Re: amcheck support for BRIN indexes

From: Arseniy Mukhin <arseniy(dot)mukhin(dot)dev(at)gmail(dot)com>
To: Andrey Borodin <x4mmm(at)yandex-team(dot)ru>
Cc: PostgreSQL Hackers <pgsql-hackers(at)lists(dot)postgresql(dot)org>
Subject: Re: amcheck support for BRIN indexes
Date: 2025-06-18 08:33:38
Message-ID: CAE7r3MJh4qD3SE5ZvBhz-Ae8F7C=K5ZtzyxZQcbEvV5RZwmRRg@mail.gmail.com
Views: Whole Thread | Raw Message | Download mbox | Resend email
Thread:
Lists: pgsql-hackers

On Mon, Jun 9, 2025 at 1:16 AM Tomas Vondra <tomas(at)vondra(dot)me> wrote:
>
> On 6/8/25 14:39, Arseniy Mukhin wrote:
> > Hi,
> >
> > Here is a new version.
> >
> > TAP tests were added. Tried to reproduce more or less every violation.
> > I don't include 2 tests where disk representation ItemIdData needs to
> > be changed: it works locally, but I don't think these tests are
> > portable. While writing tests some minor issues were found and fixed.
> > Also ci compiler warnings were fixed.
> >
>
> Thanks. I've added myself as a reviewer, so that I don't forget about
> this for the next CF.
>

Thank you, looking forward to hearing your thoughts.

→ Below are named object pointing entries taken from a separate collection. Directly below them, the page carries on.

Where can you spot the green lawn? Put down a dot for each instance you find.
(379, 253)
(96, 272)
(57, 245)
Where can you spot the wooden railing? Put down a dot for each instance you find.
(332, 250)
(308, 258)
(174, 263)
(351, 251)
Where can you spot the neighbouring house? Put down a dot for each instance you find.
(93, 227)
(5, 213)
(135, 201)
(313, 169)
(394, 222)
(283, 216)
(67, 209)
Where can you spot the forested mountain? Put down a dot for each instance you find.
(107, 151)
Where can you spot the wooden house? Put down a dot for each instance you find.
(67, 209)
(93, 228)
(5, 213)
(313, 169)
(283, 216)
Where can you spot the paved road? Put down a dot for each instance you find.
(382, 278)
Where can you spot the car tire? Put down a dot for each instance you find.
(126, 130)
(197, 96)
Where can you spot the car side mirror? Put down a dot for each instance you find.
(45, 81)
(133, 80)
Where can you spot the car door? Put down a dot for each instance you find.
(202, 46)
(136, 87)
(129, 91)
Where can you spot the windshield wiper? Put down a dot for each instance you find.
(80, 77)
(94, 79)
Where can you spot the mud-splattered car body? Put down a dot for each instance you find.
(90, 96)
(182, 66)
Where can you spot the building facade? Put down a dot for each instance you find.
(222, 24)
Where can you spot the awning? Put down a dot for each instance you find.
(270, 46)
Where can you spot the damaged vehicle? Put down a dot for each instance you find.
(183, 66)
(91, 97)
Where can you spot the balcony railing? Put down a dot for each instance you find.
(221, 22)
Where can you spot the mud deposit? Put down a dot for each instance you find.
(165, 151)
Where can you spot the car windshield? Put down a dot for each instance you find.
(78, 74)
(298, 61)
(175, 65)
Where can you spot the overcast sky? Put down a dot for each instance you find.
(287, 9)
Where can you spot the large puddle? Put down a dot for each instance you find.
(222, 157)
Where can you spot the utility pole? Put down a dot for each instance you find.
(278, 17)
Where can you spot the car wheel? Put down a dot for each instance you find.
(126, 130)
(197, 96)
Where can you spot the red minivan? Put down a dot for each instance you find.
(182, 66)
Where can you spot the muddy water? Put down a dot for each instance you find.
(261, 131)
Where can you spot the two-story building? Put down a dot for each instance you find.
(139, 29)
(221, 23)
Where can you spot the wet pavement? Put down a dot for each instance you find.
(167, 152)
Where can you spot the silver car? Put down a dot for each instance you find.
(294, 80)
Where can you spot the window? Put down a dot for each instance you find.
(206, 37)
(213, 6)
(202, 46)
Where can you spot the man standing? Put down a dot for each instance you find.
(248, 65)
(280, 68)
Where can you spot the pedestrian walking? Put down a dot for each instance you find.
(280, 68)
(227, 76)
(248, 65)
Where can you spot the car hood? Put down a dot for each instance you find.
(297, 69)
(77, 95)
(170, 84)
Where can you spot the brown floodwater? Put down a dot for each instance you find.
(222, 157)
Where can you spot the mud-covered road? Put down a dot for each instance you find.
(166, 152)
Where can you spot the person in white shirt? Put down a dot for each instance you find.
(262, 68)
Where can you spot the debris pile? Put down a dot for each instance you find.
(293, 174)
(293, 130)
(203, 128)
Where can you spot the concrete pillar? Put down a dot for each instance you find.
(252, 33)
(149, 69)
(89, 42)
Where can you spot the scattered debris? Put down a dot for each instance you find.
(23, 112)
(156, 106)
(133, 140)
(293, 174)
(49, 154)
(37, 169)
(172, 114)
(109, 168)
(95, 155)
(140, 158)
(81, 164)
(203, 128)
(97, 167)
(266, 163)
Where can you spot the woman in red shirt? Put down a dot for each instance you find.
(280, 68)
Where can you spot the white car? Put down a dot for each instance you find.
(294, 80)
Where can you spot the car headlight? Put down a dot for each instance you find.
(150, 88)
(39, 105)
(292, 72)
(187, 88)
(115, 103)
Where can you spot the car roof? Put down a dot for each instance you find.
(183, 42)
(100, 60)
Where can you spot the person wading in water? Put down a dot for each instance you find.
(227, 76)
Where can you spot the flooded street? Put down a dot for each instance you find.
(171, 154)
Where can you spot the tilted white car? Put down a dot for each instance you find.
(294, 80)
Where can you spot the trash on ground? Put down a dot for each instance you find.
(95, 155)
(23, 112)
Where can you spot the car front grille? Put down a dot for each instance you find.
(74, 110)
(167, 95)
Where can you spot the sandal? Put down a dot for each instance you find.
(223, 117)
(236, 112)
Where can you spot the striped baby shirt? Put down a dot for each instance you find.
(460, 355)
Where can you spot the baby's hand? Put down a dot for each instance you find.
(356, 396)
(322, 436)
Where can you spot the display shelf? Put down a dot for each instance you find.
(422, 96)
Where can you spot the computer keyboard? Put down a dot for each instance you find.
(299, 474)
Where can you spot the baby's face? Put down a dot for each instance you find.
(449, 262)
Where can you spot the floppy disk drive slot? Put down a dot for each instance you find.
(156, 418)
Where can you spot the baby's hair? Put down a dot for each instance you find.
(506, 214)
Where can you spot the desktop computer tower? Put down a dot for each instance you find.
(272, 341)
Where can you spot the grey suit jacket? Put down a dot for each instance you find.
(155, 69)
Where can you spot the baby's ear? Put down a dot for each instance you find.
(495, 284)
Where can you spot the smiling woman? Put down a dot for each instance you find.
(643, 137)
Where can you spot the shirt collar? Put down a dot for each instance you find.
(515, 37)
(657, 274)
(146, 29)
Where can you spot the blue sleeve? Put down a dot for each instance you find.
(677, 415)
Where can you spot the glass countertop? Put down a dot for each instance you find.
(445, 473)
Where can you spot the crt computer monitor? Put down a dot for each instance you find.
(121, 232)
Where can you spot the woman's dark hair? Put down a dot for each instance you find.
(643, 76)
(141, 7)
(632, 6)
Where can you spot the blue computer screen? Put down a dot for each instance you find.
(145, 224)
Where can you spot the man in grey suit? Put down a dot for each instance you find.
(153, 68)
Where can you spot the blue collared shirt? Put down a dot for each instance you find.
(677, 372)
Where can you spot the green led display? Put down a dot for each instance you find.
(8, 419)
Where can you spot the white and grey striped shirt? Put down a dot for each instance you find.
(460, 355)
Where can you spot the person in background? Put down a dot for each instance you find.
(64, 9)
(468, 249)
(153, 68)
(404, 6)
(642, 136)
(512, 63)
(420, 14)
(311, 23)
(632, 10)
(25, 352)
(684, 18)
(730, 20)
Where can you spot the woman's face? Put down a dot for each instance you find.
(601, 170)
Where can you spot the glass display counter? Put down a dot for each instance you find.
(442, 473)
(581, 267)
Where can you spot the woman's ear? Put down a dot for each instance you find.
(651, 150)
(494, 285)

On Mon, Jun 16, 2025 at 8:11 PM Andrey Borodin <x4mmm(at)yandex-team(dot)ru> wrote:
>
> Hi!
>
> Nice feature!
>

Hi Andrey, thank you for your interest in the patch!

> > On 8 Jun 2025, at 17:39, Arseniy Mukhin <arseniy(dot)mukhin(dot)dev(at)gmail(dot)com> wrote:
> >
> > <v2-0001-brin-refactoring.patch>
>
>
> +#define BRIN_MAX_PAGES_PER_RANGE 131072
>
> I'd personally prefer some words on where does this limit come from. I'm not a BRIN pro, just curious.
> Or, at least, maybe we can use a form 128 * 1024, if it's just a sane limit.
>

Actually I don't know where this value came from, this limit already
exists in reloptions.c, so patch just creates macros so that it can be
reused in the check without duplication.

>
> > On 8 Jun 2025, at 17:39, Arseniy Mukhin <arseniy(dot)mukhin(dot)dev(at)gmail(dot)com> wrote:
> > <v2-0002-amcheck-brin-support.patch>
>
>
> A bit more detailed commit message would be very useful.
>

Agree, it was too concise. Added commit messages.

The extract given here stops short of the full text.